Crise en Grèce : Une militante de Syriza prend à partie BFMTV en direct

Disons-le franchement, la situation se complique, et c’est la catastrophe annoncée. Nous avons déjà Tsipras qui aurait capitulé face à l’UE, mais n’oublions pas ob_851019_15-06-21-fmi-grecel’analyse de Pierre-Yves Rougeyron qui expliquait que Tsipras est conscient de ce qu’il fait, mais qu’il ne veut pas être tenu responsable de l’effondrement de l’euro. Donc, capitulé… c’est une manière de voir les choses. L’euro est sur la selette, et un effondrement est possible, c’est un gros risque à ne surtout pas négliger.

Autre information avec nombre de militants anti-austérité qui ont défilé à Athènes suite à la « capitulation »: « Entre 7 et 8000 personnes (selon la police) ont manifesté ce vendredi dans le centre d’Athènes pour demander que le Premier ministre grec Alexis Tsipras respecte leur vote « non » au référendum en plein débat au Parlement sur les propositions soumises aux créanciers ».

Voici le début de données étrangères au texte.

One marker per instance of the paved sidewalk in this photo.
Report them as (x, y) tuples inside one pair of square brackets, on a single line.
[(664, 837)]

Info importante également: « Le conseiller financier grec Alcimos entame une procédure de justice contre la BCE à la Cour de Justice de l’UE (source zerohedge.com via  Okeanews)

Et enfin, à lire sur le grand soir: « Un insider raconte : comment l’Europe a étranglé la Grèce« : « Quelques jours avant le référendum, un conseiller important du gouvernement grec, au cœur des négociations avec Bruxelles, a reçu Mediapart. Il raconte les cinq mois du gouvernement de Syriza, les discussions avec les Européens, la situation catastrophique de la Grèce. Il détaille surtout la stratégie d’étouffement mise en place méthodiquement par l’Eurogroupe et l’asphyxie financière qui a détruit l’économie grecque. Voici le texte de cet entretien au long cours« .

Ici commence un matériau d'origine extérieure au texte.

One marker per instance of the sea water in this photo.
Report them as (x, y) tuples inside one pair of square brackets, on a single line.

Ce matin, Anastasia Politi, militante du parti Syriza a accusé la chaîne de faire de « la propagande ».

Les esprits s’échauffent quelques heures après les propositions d’Alexis Tsipras, faites cette nuit pour tenter de sauver la Grèce de la faillite avec un nouveau programmes de réformes. Ce matin sur BFMTV, Nicolas Doze donnait son analyse de la situation. En duplex, Anastasia Politi, militante du parti Syriza. Elle a immédiatement accusé la chaîne de faire de « la propagande« .

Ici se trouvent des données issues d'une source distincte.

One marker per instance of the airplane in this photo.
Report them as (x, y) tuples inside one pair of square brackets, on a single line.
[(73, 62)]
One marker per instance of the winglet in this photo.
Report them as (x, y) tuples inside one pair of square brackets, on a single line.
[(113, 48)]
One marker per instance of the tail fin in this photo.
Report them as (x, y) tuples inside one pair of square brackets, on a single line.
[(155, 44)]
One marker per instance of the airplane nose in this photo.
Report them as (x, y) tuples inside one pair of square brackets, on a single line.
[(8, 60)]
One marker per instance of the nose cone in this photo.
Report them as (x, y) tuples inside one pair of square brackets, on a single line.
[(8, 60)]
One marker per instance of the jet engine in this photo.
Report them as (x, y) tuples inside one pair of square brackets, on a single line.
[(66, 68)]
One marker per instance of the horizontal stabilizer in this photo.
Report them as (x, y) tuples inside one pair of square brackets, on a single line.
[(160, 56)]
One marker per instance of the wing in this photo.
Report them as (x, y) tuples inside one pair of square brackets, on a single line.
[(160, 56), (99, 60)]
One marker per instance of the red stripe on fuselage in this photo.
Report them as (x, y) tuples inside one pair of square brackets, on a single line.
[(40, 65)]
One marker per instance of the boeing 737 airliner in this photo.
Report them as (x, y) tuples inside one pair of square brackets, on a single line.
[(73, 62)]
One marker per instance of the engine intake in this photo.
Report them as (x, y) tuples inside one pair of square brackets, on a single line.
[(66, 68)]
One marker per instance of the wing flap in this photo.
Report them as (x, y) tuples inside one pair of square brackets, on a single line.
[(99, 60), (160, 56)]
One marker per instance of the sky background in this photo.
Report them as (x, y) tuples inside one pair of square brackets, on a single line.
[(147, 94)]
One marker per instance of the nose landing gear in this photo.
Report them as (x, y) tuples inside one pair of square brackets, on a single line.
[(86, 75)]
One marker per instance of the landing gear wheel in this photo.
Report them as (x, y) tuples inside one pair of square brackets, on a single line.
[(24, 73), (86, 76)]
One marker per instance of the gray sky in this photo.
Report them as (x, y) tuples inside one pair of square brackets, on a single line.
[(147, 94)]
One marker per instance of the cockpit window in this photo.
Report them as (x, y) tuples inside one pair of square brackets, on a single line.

« C’est inadmissible, ce sont des mensonges, les médias sont vendus à des intérêts financiers, je crains bien que cela soit le cas avec BFMTV« , a-t-elle lancé en direct. Visé, l’éditorialiste économique présent en plateau qui jugeait quelques minutes plus tôt que le premier ministre grec « avait totalement capitulé« . « Il vient d’obtenir un chèque en blanc de l’Europe ! On va continuer, nous, les financiers de la Grèce, à la financer, pour nous auto-rembourser. On leur donne du pognon pour qu’ils nous remboursent l’ancien (…) Le dossier est complètement piteux et il va rester piteux !« , a-t-il lancé.

« Je n’ai plus envie de vous parler »

« Je vois depuis des mois le dénigrement du gouvernement grec, du peuple grec opéré par tous les médias dont le vôtre, BFMTV. Votre éthique reste la même, je n’ai plus envie de vous parler« , a lancé la militante de Syriza, visiblement très agacée par l’analyse du chroniqueur économique de la matinale.

Christophe Delay lui a alors demandé d’argumenter mais elle a indiqué vouloir réserver ses déclarations après la décision du parlement grec, qui va s’exprimer sur les nouvelles mesures proposées par Alexis Tsipras. « Reparlons ce soir, j’ai entièrement confiance en Alexis Tsipras, je vous donne rendez-vous ce soir !« , a-t-elle conclu. En plateau, Pascale de la Tour du Pin a nié « dénigrer » la Grèce et son peuple. « Pas du tout, on se pose des questions sur la stratégie, on a du mal à comprendre, il n’y a aucun dénigrement de la part de BFMTV« , a-t-elle précisé en plateau avant de passer la parole à Laurent Neumann.